How to preserve NA values when using which.min() with apply()?

Question

Say I have a data frame where some entire columns are NA, like so:

set.seed(0)
data <- data.frame(A = rnorm(10, 10, 1),
                   B = rnorm(10, 12, 2),
                   C = rep(NA, 10))

If I apply min() across the columns, I get the output I would hope for:

apply(data, 2, min)
#        A        B        C 
# 8.460050 9.524923       NA 

However, when I apply which.min(), my output is a list and the column C is gives integer(0):

apply(data, 2, which.min)
# $A
# [1] 6
# $B
# [1] 10
# $C
# integer(0)

I can make it look the way I want with this rather ugly workaround:

which.mins <- unlist(apply(data, 2, which.min))
which.mins[names(data)[!(names(data) %in% names(which.mins))]] <- NA
which.mins
#  A  B  C 
#  6 10 NA 

Is there a better way to do this, that would mimic the output that I get when using apply() with min()?

Answer 1

You're right, which.min returns 0 if x has no non-NAs. You can still use apply and which.min like this:

apply(data, 2, function(x) {if (all(is.na(x))) {NA}  else {which.min(x)} }) 

Answer 2

Note that calling apply on a data.frame causes the data.frame to be coerced to a matrix before the function is applied. You should use sapply (or vapply) instead, else you may get strange errors because all the columns of your data.frame get coerced to a common type (often character).

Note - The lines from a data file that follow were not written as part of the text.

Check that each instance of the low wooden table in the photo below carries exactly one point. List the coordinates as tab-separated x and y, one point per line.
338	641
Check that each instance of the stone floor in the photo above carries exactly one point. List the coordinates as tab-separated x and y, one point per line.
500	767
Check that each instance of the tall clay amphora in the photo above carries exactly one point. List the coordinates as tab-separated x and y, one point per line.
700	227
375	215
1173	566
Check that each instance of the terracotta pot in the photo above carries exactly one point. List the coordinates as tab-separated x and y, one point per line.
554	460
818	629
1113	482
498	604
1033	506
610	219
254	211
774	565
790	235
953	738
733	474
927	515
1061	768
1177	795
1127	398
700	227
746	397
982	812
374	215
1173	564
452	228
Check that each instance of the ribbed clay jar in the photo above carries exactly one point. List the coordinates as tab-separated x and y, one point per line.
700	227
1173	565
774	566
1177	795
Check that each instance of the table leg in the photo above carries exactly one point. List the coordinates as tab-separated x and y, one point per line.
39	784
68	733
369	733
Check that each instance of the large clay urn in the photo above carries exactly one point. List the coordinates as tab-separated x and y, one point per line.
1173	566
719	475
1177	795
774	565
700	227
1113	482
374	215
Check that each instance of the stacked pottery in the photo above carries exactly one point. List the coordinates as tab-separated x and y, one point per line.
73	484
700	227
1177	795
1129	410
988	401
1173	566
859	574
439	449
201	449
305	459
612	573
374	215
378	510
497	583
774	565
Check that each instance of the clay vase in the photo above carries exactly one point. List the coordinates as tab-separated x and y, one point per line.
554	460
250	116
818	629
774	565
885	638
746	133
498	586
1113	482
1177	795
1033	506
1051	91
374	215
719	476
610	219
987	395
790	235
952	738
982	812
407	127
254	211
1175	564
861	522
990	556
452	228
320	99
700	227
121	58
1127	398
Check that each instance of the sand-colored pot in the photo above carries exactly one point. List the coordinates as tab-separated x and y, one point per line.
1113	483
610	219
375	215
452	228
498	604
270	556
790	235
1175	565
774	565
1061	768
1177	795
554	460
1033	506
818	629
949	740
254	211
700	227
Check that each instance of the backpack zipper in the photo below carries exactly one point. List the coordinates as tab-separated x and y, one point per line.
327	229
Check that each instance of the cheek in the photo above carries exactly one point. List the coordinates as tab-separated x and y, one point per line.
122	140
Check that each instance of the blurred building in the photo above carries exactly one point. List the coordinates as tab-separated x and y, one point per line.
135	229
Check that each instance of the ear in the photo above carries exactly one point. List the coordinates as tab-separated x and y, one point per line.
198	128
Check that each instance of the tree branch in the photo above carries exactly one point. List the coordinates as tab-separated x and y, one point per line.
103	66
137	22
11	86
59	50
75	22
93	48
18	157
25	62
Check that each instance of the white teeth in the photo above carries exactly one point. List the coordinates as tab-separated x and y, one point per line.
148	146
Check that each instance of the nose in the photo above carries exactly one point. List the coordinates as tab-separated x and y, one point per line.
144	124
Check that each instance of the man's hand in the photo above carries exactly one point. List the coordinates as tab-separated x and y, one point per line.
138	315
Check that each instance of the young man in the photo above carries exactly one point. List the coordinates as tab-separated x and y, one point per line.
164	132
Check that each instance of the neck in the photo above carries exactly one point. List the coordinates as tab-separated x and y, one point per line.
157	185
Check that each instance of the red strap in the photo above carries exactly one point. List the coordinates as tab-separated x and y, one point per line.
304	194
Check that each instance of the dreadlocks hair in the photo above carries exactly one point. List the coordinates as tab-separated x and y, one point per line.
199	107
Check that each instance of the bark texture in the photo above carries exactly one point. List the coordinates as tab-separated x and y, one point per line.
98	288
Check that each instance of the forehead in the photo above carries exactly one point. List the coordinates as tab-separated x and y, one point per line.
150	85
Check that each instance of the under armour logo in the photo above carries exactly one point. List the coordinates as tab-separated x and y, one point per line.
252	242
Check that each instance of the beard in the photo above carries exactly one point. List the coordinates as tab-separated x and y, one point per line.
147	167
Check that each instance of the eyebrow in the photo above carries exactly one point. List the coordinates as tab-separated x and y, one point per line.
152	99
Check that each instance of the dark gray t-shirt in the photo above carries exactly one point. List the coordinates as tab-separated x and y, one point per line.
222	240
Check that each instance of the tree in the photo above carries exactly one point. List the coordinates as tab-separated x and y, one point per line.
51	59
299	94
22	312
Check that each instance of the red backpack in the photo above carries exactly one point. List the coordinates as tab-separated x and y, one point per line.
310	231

Just test if the length of the result of which.min is zero and return NA in that case.

> # if() evaluates to FALSE if length(wm) is 0 because as.logical(0) is FALSE
> sapply(data, function(x) if(length(wm <- which.min(x))) wm else NA)
 A  B  C 
 6 10 NA

Answer 3

The first example is not giving an NA value because it's detecting NAs in your vector and returning them as the min value, it's giving an NA because there are no numbers in column C of your data frame so it can't return a number to position 3 of the numeric vector min returns. which.min() returns a list of lists of positions of the minimum value:

str(apply(data, 2, which.min)[1])
List of 1
 $ A: int 6

And since there is no minimum value in column C it returns a list of length 0, giving you the integer(0) result.

You workaround is fine if that's what you're trying to do. Alternatively you could just wrap the whole thing in a function

whichMinNAs <- function(x){
  if(FALSE %in% is.na(x)){
    return(which.min(x))
  } else {
    return(NA)
  }
}

apply(data, 2, whichMinNAs)

 A  B  C 
 6 10 NA

Answer 4

Here is an example of a work-around:

apply(data, 2, FUN=function(x) ifelse(length(test<-which.min(x))>0, test, NA))

> apply(data, 2, FUN=function(x) ifelse(length(test<-which.min(x))>0, test, NA))
 A  B  C 
 6 10 NA